My mind drifts over the last few weeks. Since that night at the mosque, I've spent every spare moment researching. I don't know what happened that night but it's like there is this ticking time bomb and I've got to find the truth. It's lit a fire in me to answer all these burning questions, to explain all the feeling I felt. I've visited the mosque a couple of times since and bumped into Yousuf again, so I've been asking him my questions. He answered them as best as he could but introduced me to the Imaam, Omar. Omar was also really nice and patient with me. He sent me home with a copy of the Quran, which I've been reading and everything feels like it's starting to fall in place. I even visited a church and a synagogue but it didn't feel the same as stepping into the mosque. On my way home from volunteering at the shelters, I always find my way to the mosque. It's like my feet have a mind of their own. I go inside and sit in the library corner to read and it's one of the only time I've felt true peace. I'm keeping an open mind and taking it as it goes. I asked about the process of converting, and imaam Omar said that in Islam everyone is born muslim and reverting is not as complicated as it seems. In essence a muslim is someone who believes in one God alone, and that Muhammad pbuh was his final messenger. Everything else is just logistics.

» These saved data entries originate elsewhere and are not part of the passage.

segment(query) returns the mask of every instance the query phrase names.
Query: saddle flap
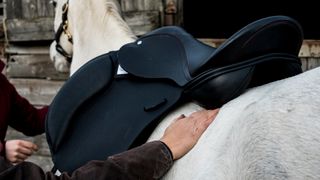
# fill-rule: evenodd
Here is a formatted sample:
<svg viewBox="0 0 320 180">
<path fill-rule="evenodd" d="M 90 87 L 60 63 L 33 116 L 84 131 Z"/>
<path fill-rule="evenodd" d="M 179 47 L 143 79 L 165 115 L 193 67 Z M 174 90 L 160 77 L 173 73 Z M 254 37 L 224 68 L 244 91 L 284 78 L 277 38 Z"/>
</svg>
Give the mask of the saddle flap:
<svg viewBox="0 0 320 180">
<path fill-rule="evenodd" d="M 58 149 L 79 107 L 108 86 L 112 77 L 113 62 L 109 53 L 86 63 L 61 87 L 46 119 L 46 137 L 51 151 Z"/>
<path fill-rule="evenodd" d="M 52 155 L 59 170 L 71 173 L 90 160 L 103 160 L 141 145 L 182 92 L 178 86 L 149 79 L 111 81 L 110 86 L 78 107 L 69 121 Z"/>
</svg>

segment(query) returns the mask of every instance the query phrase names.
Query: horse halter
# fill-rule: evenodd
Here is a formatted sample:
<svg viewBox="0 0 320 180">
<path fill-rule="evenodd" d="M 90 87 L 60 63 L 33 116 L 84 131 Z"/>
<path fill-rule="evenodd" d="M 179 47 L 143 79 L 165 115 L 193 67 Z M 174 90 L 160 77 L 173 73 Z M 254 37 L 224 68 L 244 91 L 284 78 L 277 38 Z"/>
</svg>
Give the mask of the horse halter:
<svg viewBox="0 0 320 180">
<path fill-rule="evenodd" d="M 73 44 L 72 35 L 68 30 L 68 10 L 69 10 L 69 0 L 62 6 L 62 22 L 60 23 L 60 26 L 55 34 L 55 41 L 56 41 L 56 50 L 66 58 L 66 60 L 71 63 L 72 61 L 72 55 L 67 53 L 66 50 L 63 49 L 63 47 L 59 44 L 60 37 L 62 33 L 64 33 L 68 41 Z"/>
</svg>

I feel like I'm close and it feels like I'm doing the right thing. I follow most of the 'rules' anyway so I wouldn't have to change much. I don't drink, do drugs, gamble, party, entertain women. I've seen what all of those vices can do to people when I lived in social housing during my teen years. And whilst I don't judge my neighbours and roommates for finding happiness in that way, even at the age of fifteen I realised it was all so destructive. In recent years, I have been getting attention from women but I've never seen the point in pursuing something. Whenever I've tried to make a connection, nothing was genuine. In this world it's always about what people can get from you, money, fame, power, position. It's all so shallow. It's weird to think that interactions with a few strangers restored my faith in humanity. It's probably why I was so shocked by it all. Kindness and compassion isn't something I see in my everyday life.